Sixty-eight neonatal female pigs from populations selected for high (HG) or low (LG) plasma total cholesterol were used in two experiments to test the hypothesis that dietary cholesterol deprivation during the first 4 or 8 weeks of postnatal life increases plasma total cholesterol and exacerbates early aortic atherogenic lesions following free access to a high fat (15 g/100g)-high cholesterol (0.5 g/100g) diet from 4 or 8 weeks to 5 or 6 mo of age.
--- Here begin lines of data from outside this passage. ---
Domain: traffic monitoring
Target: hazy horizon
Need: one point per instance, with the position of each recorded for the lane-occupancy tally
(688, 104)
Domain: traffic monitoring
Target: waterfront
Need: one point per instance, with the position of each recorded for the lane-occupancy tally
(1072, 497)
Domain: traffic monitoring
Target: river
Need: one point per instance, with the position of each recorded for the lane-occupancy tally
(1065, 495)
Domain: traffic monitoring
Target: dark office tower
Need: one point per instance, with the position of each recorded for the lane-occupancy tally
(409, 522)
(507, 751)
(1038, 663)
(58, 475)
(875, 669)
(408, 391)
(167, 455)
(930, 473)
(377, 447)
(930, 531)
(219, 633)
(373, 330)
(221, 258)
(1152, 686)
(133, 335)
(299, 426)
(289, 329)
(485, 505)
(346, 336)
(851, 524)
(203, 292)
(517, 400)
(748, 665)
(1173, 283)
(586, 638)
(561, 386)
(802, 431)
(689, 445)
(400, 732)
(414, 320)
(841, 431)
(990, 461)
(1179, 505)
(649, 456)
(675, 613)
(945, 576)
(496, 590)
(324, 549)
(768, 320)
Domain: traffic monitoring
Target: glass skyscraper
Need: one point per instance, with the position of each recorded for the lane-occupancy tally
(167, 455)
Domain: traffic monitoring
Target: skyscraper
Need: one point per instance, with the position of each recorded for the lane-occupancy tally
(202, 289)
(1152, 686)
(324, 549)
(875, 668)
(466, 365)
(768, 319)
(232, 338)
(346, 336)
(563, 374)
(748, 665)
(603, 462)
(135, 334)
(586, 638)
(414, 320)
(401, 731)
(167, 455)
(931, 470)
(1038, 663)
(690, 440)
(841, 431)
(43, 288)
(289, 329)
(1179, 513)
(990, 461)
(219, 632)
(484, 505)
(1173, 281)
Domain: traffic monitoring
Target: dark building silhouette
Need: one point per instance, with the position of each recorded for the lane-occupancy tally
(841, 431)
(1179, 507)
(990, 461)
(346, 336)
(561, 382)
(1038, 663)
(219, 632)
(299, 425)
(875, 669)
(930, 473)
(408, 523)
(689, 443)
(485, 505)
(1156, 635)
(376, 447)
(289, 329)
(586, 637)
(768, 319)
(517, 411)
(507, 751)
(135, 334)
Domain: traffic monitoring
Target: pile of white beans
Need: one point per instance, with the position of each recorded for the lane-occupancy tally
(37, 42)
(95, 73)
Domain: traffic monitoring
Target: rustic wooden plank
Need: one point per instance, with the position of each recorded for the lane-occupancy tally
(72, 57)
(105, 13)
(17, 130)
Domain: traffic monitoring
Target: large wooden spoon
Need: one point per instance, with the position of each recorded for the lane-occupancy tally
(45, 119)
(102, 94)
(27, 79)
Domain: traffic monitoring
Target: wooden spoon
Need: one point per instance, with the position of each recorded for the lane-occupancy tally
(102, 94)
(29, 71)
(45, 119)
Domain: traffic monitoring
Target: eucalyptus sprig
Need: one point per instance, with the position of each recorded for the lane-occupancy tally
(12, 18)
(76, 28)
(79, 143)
Pigs were removed from their dam at one d of age and given free access to a modified sow-milk replacer diet containing 0 or 0.5% crystalline cholesterol. In each experiment, half of the HG and LG pigs were fed a sow-milk replacer diet containing 0 cholesterol and half were fed the same diet containing 0.5% added cholesterol. All pigs (except HG and Lg pigs in experiment 2 deprived of cholesterol throughout) were fed a 15% fat-0.5% cholesterol diet from 57 d to 6 mo (experiment 1) or 5 mo (experiment 2) of age. Overall total cholesterol and high density lipoprotein cholesterol were greater in HG than in LG pigs (P<0.01) and less in pigs fed no cholesterol than in those fed cholesterol neonatally (P<0.05) in both experiments. Nevertheless, dietary cholesterol deprivation neonatally in either HG or LG pigs did not affect the incidence or severity of aortic myogenic fiber degeneration, considered to be an early stage of atherogenic lesion development in these experimental swine. It is concluded that early aortic atherogenic lesions induced in young adult female HG and LG pigs by a high dietary cholesterol challenge during the postweaning period are not exacerbated by dietary cholesterol deprivation in neonatal life.